What This Topic Is Really About
This block is about turning a family of models into a defendable choice. You estimate parameters, measure uncertainty, compare candidate fits, and decide whether the selected model is good enough for the actuarial task.
It is the cleanest place where ASTAM stops feeling like short-term insurance arithmetic and starts feeling like applied statistical inference.
What To Know Cold
Know how to set up a likelihood and why the log-likelihood is usually the easier object to optimize. Know what the delta method is doing conceptually. Know the difference between estimation, interval construction, goodness-of-fit, and model comparison.
You should also know when the exam is asking for a modeling judgment instead of a formula dump. AIC, BIC, graphical checks, Kolmogorov-Smirnov, chi-square, and LRT are not there to be recited mechanically. They are there to help justify a model choice.
Why This Topic Matters For ASTAM
ASTAM uses parametric models because short-term actuarial work is full of severity, frequency, and aggregate distributions that need estimating and defending. The syllabus explicitly extends beyond MLE into Bayesian estimation and model-selection logic, which means the exam expects more than one estimation vocabulary.

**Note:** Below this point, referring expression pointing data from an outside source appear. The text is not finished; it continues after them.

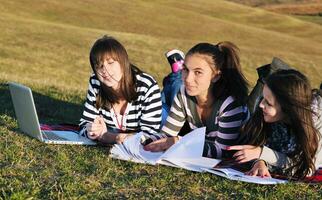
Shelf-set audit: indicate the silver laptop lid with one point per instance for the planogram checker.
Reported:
(25, 110)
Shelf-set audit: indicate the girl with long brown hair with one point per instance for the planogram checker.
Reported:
(282, 137)
(214, 95)
(121, 99)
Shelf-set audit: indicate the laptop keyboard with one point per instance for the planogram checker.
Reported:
(52, 136)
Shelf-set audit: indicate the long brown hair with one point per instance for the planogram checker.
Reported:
(109, 46)
(293, 92)
(224, 57)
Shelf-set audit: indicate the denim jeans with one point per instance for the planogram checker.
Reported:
(171, 86)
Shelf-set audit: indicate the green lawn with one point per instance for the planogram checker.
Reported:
(44, 44)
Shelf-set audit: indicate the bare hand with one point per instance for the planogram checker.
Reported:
(245, 153)
(96, 129)
(259, 169)
(161, 145)
(120, 138)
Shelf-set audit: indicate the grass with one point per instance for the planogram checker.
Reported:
(45, 44)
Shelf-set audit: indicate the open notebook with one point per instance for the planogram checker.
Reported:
(185, 154)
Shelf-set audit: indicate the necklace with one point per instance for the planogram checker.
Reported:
(120, 125)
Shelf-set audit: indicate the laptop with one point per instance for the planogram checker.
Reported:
(26, 114)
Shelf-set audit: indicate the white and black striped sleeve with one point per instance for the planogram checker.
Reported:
(90, 112)
(150, 120)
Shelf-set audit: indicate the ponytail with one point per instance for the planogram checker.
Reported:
(225, 59)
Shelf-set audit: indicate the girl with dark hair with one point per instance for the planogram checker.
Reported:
(213, 95)
(121, 99)
(282, 137)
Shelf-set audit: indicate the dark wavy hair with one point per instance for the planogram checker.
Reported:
(108, 46)
(293, 92)
(225, 58)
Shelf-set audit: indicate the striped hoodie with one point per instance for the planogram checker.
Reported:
(222, 127)
(143, 114)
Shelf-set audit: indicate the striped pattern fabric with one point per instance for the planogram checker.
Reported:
(222, 127)
(143, 114)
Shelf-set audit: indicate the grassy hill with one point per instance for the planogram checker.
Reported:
(44, 44)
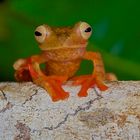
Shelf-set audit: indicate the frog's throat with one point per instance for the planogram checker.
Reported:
(64, 47)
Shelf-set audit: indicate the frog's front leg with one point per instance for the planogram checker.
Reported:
(53, 84)
(96, 78)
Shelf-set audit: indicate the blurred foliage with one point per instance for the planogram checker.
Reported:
(116, 31)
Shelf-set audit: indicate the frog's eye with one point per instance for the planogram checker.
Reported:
(40, 34)
(85, 30)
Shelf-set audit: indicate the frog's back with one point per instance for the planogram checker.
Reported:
(64, 62)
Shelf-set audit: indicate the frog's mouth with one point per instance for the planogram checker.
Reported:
(83, 45)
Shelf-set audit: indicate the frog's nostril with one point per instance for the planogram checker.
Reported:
(38, 33)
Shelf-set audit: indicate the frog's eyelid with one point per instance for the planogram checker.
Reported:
(38, 33)
(88, 29)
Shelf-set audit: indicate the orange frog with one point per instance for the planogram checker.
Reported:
(63, 49)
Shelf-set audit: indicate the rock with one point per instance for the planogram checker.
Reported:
(27, 113)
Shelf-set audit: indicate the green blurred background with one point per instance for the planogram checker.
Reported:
(116, 31)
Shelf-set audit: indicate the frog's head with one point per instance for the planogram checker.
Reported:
(63, 37)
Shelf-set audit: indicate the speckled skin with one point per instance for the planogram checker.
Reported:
(62, 52)
(66, 64)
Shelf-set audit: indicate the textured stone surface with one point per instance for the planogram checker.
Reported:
(27, 113)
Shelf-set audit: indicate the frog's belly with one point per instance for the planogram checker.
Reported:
(67, 68)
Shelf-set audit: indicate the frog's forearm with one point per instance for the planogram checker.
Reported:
(95, 57)
(34, 66)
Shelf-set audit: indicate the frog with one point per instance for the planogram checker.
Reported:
(62, 51)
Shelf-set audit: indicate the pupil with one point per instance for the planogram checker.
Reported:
(88, 29)
(37, 33)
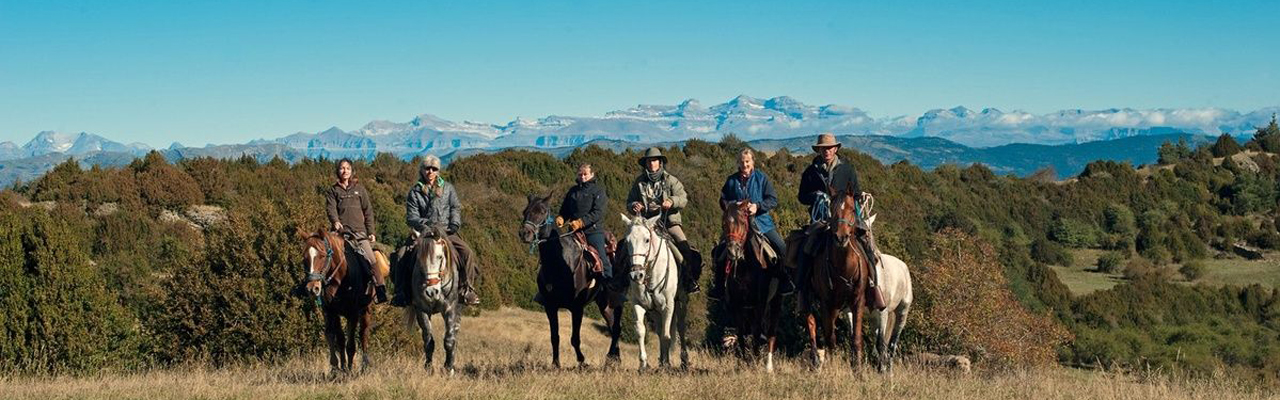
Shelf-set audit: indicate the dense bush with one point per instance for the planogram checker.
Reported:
(967, 308)
(1110, 262)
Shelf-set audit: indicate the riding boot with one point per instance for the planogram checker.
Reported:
(691, 269)
(717, 283)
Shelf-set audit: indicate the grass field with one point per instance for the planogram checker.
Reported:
(504, 354)
(1080, 277)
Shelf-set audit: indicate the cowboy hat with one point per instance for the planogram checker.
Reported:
(826, 140)
(652, 153)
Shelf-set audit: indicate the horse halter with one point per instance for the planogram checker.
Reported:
(327, 275)
(538, 240)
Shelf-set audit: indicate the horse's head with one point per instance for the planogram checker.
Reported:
(323, 260)
(643, 241)
(433, 259)
(736, 223)
(846, 217)
(538, 214)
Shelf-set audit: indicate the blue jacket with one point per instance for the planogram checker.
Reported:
(758, 190)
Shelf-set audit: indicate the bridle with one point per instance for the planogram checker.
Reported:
(328, 275)
(538, 239)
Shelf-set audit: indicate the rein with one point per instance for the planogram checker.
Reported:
(538, 240)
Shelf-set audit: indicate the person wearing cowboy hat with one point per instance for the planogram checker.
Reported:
(432, 204)
(816, 190)
(658, 192)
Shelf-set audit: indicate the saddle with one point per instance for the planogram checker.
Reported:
(382, 263)
(583, 259)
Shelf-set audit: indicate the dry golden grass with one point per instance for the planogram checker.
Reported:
(504, 354)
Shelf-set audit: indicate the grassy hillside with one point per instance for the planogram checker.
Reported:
(503, 354)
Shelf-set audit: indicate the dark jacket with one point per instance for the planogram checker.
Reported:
(351, 207)
(647, 191)
(433, 207)
(757, 189)
(585, 201)
(817, 178)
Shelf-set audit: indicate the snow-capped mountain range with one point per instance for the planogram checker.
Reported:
(745, 117)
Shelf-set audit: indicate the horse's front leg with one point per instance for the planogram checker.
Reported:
(882, 362)
(812, 325)
(333, 335)
(553, 319)
(859, 312)
(352, 337)
(424, 323)
(612, 312)
(576, 339)
(452, 323)
(366, 321)
(828, 327)
(664, 340)
(640, 335)
(682, 328)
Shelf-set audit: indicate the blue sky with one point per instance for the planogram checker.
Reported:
(201, 72)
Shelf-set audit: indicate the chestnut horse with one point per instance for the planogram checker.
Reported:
(342, 292)
(750, 290)
(556, 283)
(840, 280)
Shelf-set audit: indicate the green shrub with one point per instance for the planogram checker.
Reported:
(1193, 269)
(1110, 262)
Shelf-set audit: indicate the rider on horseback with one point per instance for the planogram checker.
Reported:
(754, 187)
(583, 210)
(816, 186)
(351, 214)
(434, 203)
(658, 192)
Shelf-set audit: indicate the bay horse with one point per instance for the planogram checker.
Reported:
(435, 291)
(556, 283)
(342, 292)
(840, 280)
(656, 287)
(750, 290)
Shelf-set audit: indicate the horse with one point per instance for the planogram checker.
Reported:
(341, 292)
(656, 287)
(840, 280)
(895, 286)
(750, 291)
(435, 291)
(556, 283)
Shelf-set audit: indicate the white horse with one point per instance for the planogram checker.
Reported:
(895, 286)
(435, 291)
(656, 287)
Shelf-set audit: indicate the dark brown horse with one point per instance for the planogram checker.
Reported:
(750, 290)
(840, 280)
(342, 292)
(556, 285)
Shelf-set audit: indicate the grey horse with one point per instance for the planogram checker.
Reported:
(435, 291)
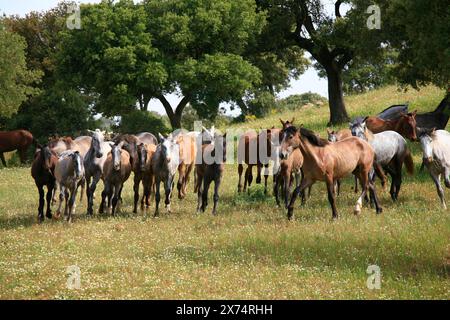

This is also one of the strongest bridges into SRM, PA, and broader data-science work because the core habits are the same: fit, check, compare, and explain.
How To Study It
Start with maximum likelihood estimation and interval ideas first, because the rest of the topic depends on understanding what the fitted model is. Then study the goodness-of-fit and comparison tools as answers to a practical question: why should anyone believe this distribution choice?
For written answers, practice saying what a statistic is telling you, not just calculating it. Candidates often know the formula for AIC or LRT and still lose points because they never convert the result into a modeling recommendation.